Former Tipperary All-Ireland-winning hurling manager Liam Sheedy has credited departing GAA director-general Páraic Duffy for his openness to change and the transformation the association has undergone under his direction over the last 10 years.

Duffy is due to depart the role in March and Sheedy's name has been linked with the position, given that he's a current member of the GAA's management committee and has mixed business and administration experience at a high level with his position in Bank of Ireland.

But he remains non-committal about putting himself forward for the role, stating that for now Duffy's work should be applauded.

Sheedy disputed that the association had moved too much in a commercial direction during his tenure and that Duffy's values very much reflected those of the Association.

"I've been lucky enough to see Páraic work up close through the Hurling 2020 (committee) and sitting on management. He's one of the best administrators I've ever seen.

"What he's done for the game, on the pitch and off the pitch, very open to change, very strong on the amateur ethos and protecting that. His values are very similar to what the GAA stand for. It's a big organisation. Everybody has a view. It's not an easy job to do."

RTÉ analyst Liam Sheedy. Photo by Piaras Ó Mídheach/Sportsfile
RTÉ analyst Liam Sheedy. Photo by Piaras Ó Mídheach/Sportsfile

Sheedy said that it was "an honour to be associated with it" but "all of the talk at the moment should be about the wonderful job Duffy has done.

"When they look back and see where he got it, where he has taken it, from a commercial point of view, a games point of view.

"I would say every decision he made has been for the good of the game. The biggest asset we have is the game, the players who are involved.

"Look at the fabulous stadiums we have, the redevelopment of Páirc Uí Chaoimh - look at the organisation right across the island of Ireland."

Sheedy is looking forward to the next hurling championship format being rolled out and feels it will bring certainty to club players.

"The club player has lost out over the last number of years because if there's a draw, all club fixtures are gone again.

"Bringing the championship forward to conclude in August, no more replays unless it's a provincial or All-Ireland final and having the structure that says the amount of counties that will be able to play club from the middle of June, end of June, end of July - people will be able to play their championships," he figured.

The 2010 All-Ireland-winning manager feels home advantage in the provincial round robin will be a big thing.

"When I was growing up, Tipperary regularly played in Thurles.
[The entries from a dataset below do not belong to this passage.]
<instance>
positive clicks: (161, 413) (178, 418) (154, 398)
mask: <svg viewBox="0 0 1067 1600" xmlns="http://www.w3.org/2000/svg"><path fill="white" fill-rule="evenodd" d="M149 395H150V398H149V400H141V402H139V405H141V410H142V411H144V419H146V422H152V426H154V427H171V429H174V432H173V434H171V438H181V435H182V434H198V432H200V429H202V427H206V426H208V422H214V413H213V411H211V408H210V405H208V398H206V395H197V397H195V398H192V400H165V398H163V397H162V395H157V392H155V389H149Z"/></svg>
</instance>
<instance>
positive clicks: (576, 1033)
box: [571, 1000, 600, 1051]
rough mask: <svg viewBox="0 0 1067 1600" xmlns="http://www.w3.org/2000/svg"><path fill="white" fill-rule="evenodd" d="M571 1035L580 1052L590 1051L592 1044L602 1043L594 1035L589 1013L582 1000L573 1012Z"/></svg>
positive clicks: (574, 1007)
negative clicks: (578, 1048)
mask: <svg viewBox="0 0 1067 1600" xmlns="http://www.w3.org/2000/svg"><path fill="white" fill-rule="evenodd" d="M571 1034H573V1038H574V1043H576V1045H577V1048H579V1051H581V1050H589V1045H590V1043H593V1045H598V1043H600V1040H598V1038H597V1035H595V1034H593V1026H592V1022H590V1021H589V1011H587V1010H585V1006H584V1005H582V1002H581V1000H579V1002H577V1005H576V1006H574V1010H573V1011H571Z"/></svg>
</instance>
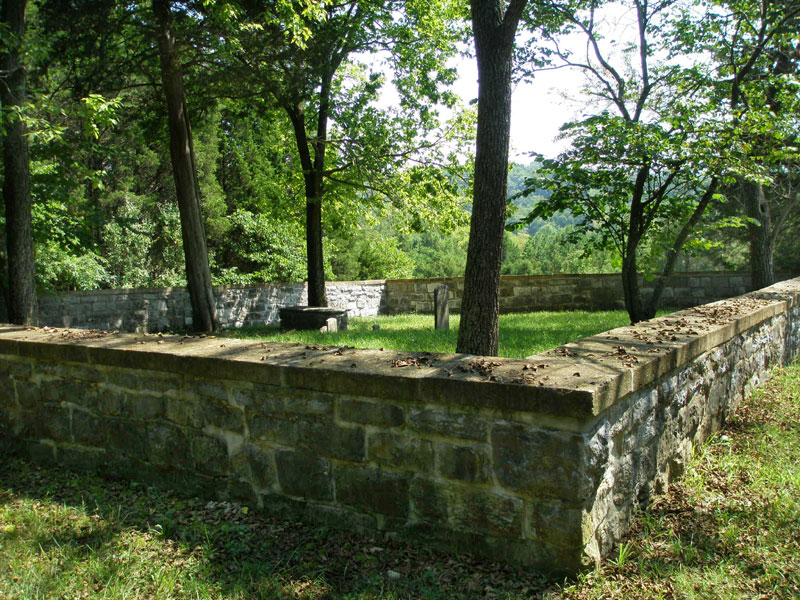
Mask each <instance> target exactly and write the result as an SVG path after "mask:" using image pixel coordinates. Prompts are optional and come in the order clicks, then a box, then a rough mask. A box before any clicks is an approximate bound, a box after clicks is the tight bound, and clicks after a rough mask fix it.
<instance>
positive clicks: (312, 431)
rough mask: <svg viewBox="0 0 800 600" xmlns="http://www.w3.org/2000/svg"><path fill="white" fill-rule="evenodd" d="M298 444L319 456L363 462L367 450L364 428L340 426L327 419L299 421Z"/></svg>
mask: <svg viewBox="0 0 800 600" xmlns="http://www.w3.org/2000/svg"><path fill="white" fill-rule="evenodd" d="M296 445H297V447H298V448H301V449H305V450H308V451H309V452H312V453H314V454H316V455H318V456H326V457H330V458H337V459H339V460H346V461H349V462H363V461H364V458H365V452H366V450H365V444H364V430H363V429H362V428H360V427H338V426H336V425H332V424H331V423H329V422H327V421H299V422H298V423H297V441H296Z"/></svg>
How long is it since a young child has seen their Clare team roll out in Ennis? This is new stuff. Ultimately, it's worth a shot. There's an appetite for it. We'll have a wonderful array of games."
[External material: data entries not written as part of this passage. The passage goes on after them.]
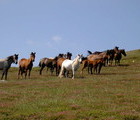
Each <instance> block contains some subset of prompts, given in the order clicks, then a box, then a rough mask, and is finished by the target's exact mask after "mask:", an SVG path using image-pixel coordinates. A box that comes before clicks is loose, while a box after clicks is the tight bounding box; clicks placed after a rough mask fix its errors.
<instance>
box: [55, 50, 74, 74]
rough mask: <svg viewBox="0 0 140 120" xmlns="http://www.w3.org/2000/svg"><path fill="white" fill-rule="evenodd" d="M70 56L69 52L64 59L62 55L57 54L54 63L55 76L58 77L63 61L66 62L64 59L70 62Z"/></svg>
mask: <svg viewBox="0 0 140 120" xmlns="http://www.w3.org/2000/svg"><path fill="white" fill-rule="evenodd" d="M71 56H72V53H70V52H67V54H66V57H65V55H64V54H59V55H58V59H57V62H56V75H59V72H60V69H61V66H62V63H63V61H64V60H66V59H69V60H71Z"/></svg>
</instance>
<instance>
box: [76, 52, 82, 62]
mask: <svg viewBox="0 0 140 120" xmlns="http://www.w3.org/2000/svg"><path fill="white" fill-rule="evenodd" d="M82 58H83V54H82V55H79V54H78V56H77V59H78V61H79V62H80V63H81V62H82Z"/></svg>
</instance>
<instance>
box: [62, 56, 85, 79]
mask: <svg viewBox="0 0 140 120" xmlns="http://www.w3.org/2000/svg"><path fill="white" fill-rule="evenodd" d="M82 57H83V55H78V56H76V58H75V59H74V60H68V59H66V60H64V61H63V63H62V66H61V71H60V73H59V77H60V78H61V77H62V74H63V72H64V70H66V71H69V70H72V79H74V74H75V71H76V70H77V69H78V68H79V66H80V63H81V61H82ZM66 77H67V75H66Z"/></svg>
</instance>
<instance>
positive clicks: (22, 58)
mask: <svg viewBox="0 0 140 120" xmlns="http://www.w3.org/2000/svg"><path fill="white" fill-rule="evenodd" d="M35 54H36V53H34V52H31V54H30V58H29V59H26V58H22V59H21V60H20V61H19V72H18V79H19V77H20V75H21V76H22V78H23V73H25V79H26V76H27V72H28V71H29V73H28V77H29V78H30V73H31V70H32V67H33V62H34V61H35Z"/></svg>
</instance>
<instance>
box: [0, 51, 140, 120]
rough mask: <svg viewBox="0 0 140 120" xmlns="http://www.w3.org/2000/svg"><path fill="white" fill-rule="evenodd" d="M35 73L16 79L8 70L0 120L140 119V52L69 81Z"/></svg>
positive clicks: (1, 82) (136, 52)
mask: <svg viewBox="0 0 140 120" xmlns="http://www.w3.org/2000/svg"><path fill="white" fill-rule="evenodd" d="M38 70H39V68H34V69H33V71H32V73H31V79H26V80H25V79H20V80H18V79H17V71H18V69H17V68H11V69H10V71H9V75H8V78H9V79H8V80H7V81H4V82H3V81H1V82H0V120H140V50H135V51H129V52H127V56H126V57H123V60H122V61H121V65H120V66H112V67H103V69H102V71H101V74H100V75H90V74H87V71H86V70H85V71H84V77H82V76H81V75H80V69H79V70H78V71H77V73H76V76H75V79H74V80H72V79H70V78H62V79H60V78H58V77H56V76H55V75H50V73H49V72H46V71H44V72H43V75H42V76H39V72H38Z"/></svg>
"The teams that have home advantage first - that's something. And the team that gets the bye in the middle (will benefit). So the permutations will be a factor."

Sheedy also paid tribute to recently-departed Tipperary kitman John 'Hotpoint' Hayes who was told earlier this month that his services were no longer required after 30 years of involvement.

Training

Sheedy worked with 'Hotpoint' as player and manager. "The job that someone like 'Hotpoint' does. It was hard to beat me to training when I was involved with Tipp - I tried to be first in. You couldn't beat 'Hotpoint'.

"Doesn't that sum up the GAA, what he has given voluntarily the last 30 years, driving around in the van. All he wanted was to be involved. He had a huge involvement with the squads, involved with all the managers who won All-Irelands. He had a huge role to play in my All-Ireland victory. He was a key cog."

Sheedy also believes Tipperary manager Michael Ryan must strengthen his squad more than his team in the months ahead.

"When it came to the business end of the championship, they probably lacked that strength in depth. When you looked at the programme you wondered who was going to be the five to come in. That's what he has to fix. We didn't really have that in 2017."

And he feels Dublin, under Pat Gilroy, are the team with the most potential improvement.

"Pat is a superb appointment. From someone who has been involved in the situation, ultimately it's about managing people. And he is excellent in that respect.

"His credibility, his pedigree for managing people in a business and sporting context is superb."